For any finite-dimension vector space $V$ with ordered basis $\beta$, $\phi_\beta$ is an isomorphism.
My work: Let $\beta=(v_1,v_2, \dots ,v_n)$ be a n-dimensional ordered basis for $V$. To check $\phi_\beta$ is an isomorphism, we need to prove it is injective and surjective.
Let $x \in V$, then $x=a_1v_1+\dots+a_nv_n$ for $a_i \in F$.
Injective: we need to prove for all set of vectors $x$ in $V$, $\phi_\beta(x)$={$o_n$}
Here, $\phi_\beta(x)=[x]_\beta$=$(a_1,\dots,a_n)^t=(0,\dots,0)^t$, thus $N(T)={0}$.
To prove surjective, since the linear mapping is defined $\phi_\beta:V \rightarrow F^n$, and that $dim(v)=dim(F^n)$, by the theorem ( Let $V$ and $W$ be vector spaces of equal dimensions, then $T$ is onto), we see it is surjective.
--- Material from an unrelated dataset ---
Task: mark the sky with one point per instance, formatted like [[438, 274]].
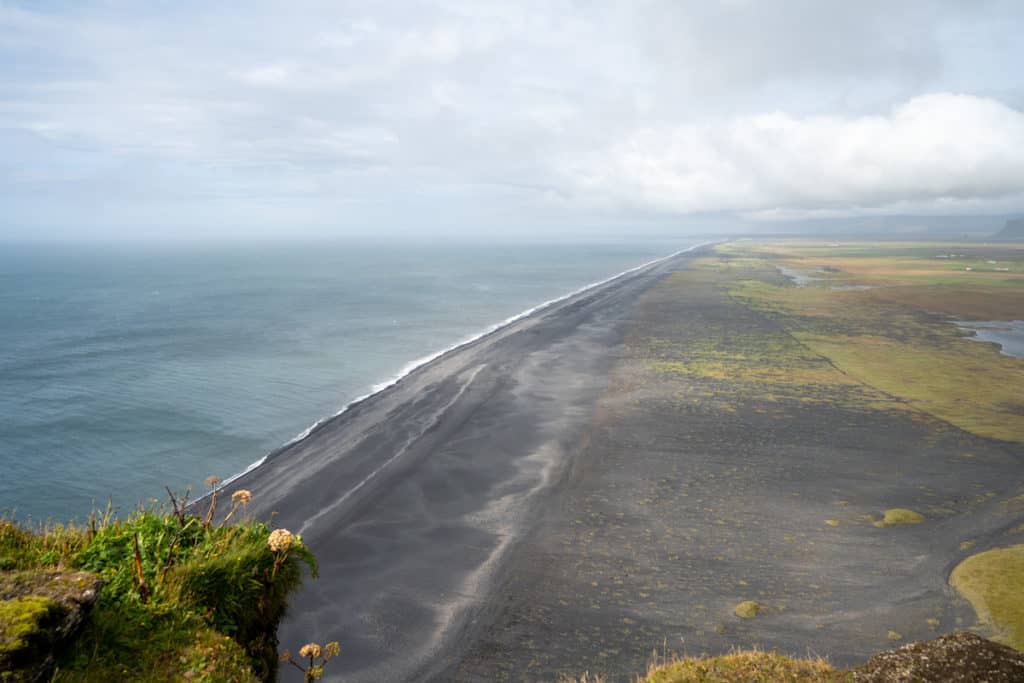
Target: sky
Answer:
[[273, 120]]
Hence, it is an isomorphism.
Can I leave like that?
Best Answer
Let $V$ be a $n$-dimensional vector space over the field $F$ and $\beta=(v_1,\dots,v_n)$ a basis.
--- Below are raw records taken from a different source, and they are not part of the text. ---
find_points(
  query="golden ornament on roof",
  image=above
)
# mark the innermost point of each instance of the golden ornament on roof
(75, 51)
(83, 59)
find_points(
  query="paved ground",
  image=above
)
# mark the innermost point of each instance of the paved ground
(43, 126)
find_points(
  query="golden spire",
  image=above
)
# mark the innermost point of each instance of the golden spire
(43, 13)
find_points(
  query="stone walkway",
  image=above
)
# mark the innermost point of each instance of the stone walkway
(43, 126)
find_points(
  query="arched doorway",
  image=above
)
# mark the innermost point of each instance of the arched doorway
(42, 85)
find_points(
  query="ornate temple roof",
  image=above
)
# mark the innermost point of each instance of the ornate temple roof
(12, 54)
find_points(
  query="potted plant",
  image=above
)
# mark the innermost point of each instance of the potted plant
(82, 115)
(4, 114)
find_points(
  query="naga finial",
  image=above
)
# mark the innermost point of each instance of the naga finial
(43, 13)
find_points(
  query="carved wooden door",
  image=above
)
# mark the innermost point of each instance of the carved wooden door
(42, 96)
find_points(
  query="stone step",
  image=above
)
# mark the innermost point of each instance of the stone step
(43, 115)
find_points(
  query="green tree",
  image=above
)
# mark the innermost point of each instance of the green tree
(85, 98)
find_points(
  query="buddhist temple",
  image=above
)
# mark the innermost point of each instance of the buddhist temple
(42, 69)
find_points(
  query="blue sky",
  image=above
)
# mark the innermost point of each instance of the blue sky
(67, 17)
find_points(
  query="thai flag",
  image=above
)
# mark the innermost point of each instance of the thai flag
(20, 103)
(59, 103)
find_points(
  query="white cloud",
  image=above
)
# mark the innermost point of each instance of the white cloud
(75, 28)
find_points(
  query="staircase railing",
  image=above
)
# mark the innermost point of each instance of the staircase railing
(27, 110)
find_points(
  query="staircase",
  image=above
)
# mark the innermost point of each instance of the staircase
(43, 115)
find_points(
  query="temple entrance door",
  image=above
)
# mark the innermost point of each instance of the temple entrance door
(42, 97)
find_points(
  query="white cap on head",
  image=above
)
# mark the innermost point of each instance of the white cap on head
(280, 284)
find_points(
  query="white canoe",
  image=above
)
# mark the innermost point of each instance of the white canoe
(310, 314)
Define the function $$ \phi_\beta : V \to F^n, \quad x=\sum_{i=1}^n x_i v_i \mapsto (x_1, \dots, x_n) \quad \text{for} \quad x_i \in F \,. $$
The function is an isomorphism iff $V, F^n$ are vector spaces, and $\phi_\beta$ is injective, and surjective.
The vector space argument is given by definition.
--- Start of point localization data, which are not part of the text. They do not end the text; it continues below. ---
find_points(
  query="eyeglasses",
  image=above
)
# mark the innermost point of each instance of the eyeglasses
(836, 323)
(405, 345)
Injective: check if $\phi_\beta$ only maps $0_V$ onto $0_{F^n}$. \begin{align} 0_{F^n} &\overset{!}{=} \phi_\beta(x) = (x_1, \dots, x_n) \\ \implies x_i &= 0_F \quad \forall i \\ \implies x &= 0_V \end{align} Thus, $\phi_\beta$ is injective.
Surjective: check that every vector in $F^n$ is mapped onto.
Let $x_{F^n}=(x_1, \dots, x_n) \in F^n$ be given. Define $x_V=\sum_{i=1}^n x_i v_i \in V$ and we get $\phi_\beta(x_V) = x_{F^n}$. Thus, $\phi_\beta$ is surjective and finally we showed it is an isomorphism.